Thursday, March 19, 2009

Book Review: Written in Bone: Buried Lives of Jamestown and Colonial America



Imagine if someone found your body 400 years from now. What would they know about you? Would they be able to learn anything from your bones?
Just as forensic scientists can use their knowledge to solve crimes, archaeologists and forensic anthropologists can use similar skills to find out more about people who lived long ago. Sally Walker accompanied scientists on excavations of colonial gravesites in Virginia and Maryland. The burial sites revealed colonists from a variety of backgrounds including a teenaged boy hastily buried in a cellar, a woman of African descent who may have been a slave and a family of wealthy colonists who were buried in lead coffins. Historians knew nothing about these individuals. The scientists studied the gravesites, skeletons and objects nearby. From this information the scientists were able to tell how old the individuals were, whether they were male or female, how hard they worked, what country they came from, and what diseases they had.
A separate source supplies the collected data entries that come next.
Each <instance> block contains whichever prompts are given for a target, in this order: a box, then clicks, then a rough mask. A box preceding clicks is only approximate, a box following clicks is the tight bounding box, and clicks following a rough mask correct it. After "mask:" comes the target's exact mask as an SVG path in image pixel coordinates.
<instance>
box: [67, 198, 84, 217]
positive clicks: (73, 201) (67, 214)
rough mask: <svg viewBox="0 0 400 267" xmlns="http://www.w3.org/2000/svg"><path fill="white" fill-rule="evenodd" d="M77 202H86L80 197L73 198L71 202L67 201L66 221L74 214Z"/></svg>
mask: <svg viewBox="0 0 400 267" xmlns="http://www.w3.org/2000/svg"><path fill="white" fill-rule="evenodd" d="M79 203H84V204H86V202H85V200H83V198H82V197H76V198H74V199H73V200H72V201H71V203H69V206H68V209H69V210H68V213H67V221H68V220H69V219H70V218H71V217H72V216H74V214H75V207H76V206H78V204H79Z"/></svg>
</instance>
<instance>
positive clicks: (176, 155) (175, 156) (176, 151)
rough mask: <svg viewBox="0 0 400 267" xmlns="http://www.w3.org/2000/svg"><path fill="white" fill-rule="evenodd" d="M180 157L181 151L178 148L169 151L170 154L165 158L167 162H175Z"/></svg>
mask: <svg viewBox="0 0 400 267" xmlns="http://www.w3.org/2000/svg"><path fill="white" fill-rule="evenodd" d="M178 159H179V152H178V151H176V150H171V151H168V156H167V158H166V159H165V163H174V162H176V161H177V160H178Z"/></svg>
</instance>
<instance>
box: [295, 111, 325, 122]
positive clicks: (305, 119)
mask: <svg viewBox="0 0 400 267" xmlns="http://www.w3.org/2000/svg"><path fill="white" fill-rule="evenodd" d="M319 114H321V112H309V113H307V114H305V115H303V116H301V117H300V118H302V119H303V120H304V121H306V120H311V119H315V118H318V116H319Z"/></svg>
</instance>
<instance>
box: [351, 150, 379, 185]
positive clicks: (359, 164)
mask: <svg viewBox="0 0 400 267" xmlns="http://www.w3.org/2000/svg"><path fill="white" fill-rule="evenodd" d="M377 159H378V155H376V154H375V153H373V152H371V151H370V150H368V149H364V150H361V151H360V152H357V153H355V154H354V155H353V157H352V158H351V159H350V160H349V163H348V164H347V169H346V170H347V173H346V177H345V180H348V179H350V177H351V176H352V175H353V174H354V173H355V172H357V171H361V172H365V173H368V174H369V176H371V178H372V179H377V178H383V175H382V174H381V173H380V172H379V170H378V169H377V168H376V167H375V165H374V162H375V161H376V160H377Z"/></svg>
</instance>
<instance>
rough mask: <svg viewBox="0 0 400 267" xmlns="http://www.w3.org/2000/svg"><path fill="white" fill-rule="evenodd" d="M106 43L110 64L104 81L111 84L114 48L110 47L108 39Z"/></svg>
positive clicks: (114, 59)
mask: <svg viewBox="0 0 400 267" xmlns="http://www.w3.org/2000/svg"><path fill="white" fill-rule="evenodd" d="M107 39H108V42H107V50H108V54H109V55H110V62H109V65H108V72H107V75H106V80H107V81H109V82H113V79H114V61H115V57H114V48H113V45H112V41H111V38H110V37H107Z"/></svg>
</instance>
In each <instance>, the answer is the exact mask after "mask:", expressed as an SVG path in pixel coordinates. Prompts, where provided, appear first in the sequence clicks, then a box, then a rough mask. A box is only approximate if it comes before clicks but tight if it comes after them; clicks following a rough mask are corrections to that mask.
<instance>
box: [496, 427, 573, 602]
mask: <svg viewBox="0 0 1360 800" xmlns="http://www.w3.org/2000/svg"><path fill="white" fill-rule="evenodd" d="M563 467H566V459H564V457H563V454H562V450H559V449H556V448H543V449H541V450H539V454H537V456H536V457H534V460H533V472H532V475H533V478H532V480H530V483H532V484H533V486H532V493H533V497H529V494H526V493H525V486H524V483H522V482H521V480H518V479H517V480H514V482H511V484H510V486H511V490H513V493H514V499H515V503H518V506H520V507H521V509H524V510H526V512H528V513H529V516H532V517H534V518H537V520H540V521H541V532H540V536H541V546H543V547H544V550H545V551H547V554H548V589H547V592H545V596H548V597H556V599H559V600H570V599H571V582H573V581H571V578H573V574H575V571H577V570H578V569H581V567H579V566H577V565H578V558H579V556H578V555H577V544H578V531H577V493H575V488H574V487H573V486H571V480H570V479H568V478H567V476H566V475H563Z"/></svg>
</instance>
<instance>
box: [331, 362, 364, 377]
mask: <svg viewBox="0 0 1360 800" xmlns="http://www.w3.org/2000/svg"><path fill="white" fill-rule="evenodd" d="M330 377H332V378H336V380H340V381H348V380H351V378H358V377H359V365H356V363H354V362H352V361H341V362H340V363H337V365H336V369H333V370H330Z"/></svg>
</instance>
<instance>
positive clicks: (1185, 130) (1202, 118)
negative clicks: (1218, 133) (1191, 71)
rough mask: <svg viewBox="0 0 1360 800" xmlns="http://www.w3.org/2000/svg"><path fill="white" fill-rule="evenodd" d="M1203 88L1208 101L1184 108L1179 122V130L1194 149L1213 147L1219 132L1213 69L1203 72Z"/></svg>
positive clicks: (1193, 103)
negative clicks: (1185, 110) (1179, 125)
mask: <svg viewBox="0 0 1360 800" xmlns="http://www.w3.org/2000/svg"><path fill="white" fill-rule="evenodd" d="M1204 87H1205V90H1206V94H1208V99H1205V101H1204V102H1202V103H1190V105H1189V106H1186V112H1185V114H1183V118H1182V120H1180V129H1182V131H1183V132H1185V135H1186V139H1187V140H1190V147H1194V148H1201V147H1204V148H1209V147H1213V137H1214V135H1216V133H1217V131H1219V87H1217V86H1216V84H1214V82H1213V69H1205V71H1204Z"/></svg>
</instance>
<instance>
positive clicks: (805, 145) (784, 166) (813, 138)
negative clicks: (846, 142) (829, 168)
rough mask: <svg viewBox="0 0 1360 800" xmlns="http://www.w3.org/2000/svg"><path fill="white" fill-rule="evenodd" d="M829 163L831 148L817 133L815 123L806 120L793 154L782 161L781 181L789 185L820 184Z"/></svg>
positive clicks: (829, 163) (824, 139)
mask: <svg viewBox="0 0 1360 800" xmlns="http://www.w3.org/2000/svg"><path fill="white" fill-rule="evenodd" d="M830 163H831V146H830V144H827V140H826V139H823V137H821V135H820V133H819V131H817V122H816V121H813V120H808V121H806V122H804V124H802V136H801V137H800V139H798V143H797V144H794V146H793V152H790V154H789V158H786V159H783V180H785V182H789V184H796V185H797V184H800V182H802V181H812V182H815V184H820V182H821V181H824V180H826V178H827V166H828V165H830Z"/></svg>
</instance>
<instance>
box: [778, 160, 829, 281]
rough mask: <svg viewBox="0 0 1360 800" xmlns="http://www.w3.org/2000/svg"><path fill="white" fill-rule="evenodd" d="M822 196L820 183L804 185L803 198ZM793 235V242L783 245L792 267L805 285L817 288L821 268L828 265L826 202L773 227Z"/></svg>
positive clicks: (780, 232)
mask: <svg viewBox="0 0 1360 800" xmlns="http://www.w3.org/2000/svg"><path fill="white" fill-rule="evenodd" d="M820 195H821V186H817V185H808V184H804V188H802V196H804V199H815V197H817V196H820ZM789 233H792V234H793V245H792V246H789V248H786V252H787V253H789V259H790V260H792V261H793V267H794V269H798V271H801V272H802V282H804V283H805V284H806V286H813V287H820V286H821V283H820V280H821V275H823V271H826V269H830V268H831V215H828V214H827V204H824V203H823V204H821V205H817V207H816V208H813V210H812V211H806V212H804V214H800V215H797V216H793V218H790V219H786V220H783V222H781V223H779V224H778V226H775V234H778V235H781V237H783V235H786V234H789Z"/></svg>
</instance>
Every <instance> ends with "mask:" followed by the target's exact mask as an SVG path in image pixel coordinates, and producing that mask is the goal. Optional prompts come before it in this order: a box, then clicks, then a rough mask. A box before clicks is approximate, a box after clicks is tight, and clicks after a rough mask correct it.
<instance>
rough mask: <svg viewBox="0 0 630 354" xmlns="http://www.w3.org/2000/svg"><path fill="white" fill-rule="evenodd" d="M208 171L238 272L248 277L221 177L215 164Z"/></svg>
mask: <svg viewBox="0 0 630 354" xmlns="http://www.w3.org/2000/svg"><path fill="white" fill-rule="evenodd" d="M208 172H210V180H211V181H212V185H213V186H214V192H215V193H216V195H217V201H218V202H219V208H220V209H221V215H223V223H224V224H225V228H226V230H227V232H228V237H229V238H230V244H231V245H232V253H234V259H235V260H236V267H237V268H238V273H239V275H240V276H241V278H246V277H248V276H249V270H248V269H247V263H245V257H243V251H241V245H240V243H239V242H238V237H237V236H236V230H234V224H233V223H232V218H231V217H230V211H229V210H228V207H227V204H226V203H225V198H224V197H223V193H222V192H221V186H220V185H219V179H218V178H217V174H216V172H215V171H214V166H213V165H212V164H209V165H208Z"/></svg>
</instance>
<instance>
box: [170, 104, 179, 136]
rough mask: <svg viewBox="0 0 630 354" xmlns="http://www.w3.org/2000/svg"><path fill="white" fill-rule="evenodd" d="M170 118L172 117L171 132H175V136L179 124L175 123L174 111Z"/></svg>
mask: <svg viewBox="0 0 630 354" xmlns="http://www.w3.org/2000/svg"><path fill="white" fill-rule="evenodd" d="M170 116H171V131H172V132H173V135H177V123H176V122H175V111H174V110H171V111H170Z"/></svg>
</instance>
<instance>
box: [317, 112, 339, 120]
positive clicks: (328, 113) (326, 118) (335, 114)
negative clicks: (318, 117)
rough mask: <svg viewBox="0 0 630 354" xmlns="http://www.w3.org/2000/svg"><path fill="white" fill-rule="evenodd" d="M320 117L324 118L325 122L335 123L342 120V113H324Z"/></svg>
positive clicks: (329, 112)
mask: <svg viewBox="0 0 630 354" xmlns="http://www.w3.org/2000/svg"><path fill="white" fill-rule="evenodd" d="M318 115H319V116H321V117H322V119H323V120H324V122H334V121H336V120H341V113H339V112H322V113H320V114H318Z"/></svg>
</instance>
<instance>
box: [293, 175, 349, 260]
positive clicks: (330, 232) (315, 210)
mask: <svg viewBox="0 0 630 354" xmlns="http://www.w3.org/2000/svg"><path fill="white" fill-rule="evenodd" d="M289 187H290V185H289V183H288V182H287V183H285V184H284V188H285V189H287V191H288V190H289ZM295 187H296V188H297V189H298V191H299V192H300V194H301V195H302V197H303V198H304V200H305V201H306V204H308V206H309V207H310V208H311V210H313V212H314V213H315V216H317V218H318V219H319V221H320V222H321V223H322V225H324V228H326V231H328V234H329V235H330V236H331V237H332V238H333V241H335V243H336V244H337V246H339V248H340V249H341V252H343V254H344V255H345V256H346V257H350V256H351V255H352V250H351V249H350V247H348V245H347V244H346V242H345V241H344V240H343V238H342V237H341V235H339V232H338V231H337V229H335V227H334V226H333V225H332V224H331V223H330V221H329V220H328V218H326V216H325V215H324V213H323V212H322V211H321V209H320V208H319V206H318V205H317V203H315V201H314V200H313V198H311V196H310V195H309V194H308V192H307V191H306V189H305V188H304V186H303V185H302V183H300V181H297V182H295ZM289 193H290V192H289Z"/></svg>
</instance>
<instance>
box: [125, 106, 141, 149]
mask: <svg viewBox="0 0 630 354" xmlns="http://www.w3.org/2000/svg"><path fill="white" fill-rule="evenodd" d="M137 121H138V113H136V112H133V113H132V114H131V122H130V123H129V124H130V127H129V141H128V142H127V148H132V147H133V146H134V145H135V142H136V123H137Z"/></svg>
Anthropologists provided anatomical details of a recovered skull to artists, who then used the data to produce the first sculpture of an American colonist of African ancestry.
Sally Walker clearly explains the archaeological and forensic procedures. The book contains full-color photographs, maps, and other historical documents which help to shed light on the history of the area and the possible identities of the remains. This fascinating book allows us a glimpse into life and death in the colonial period of American history.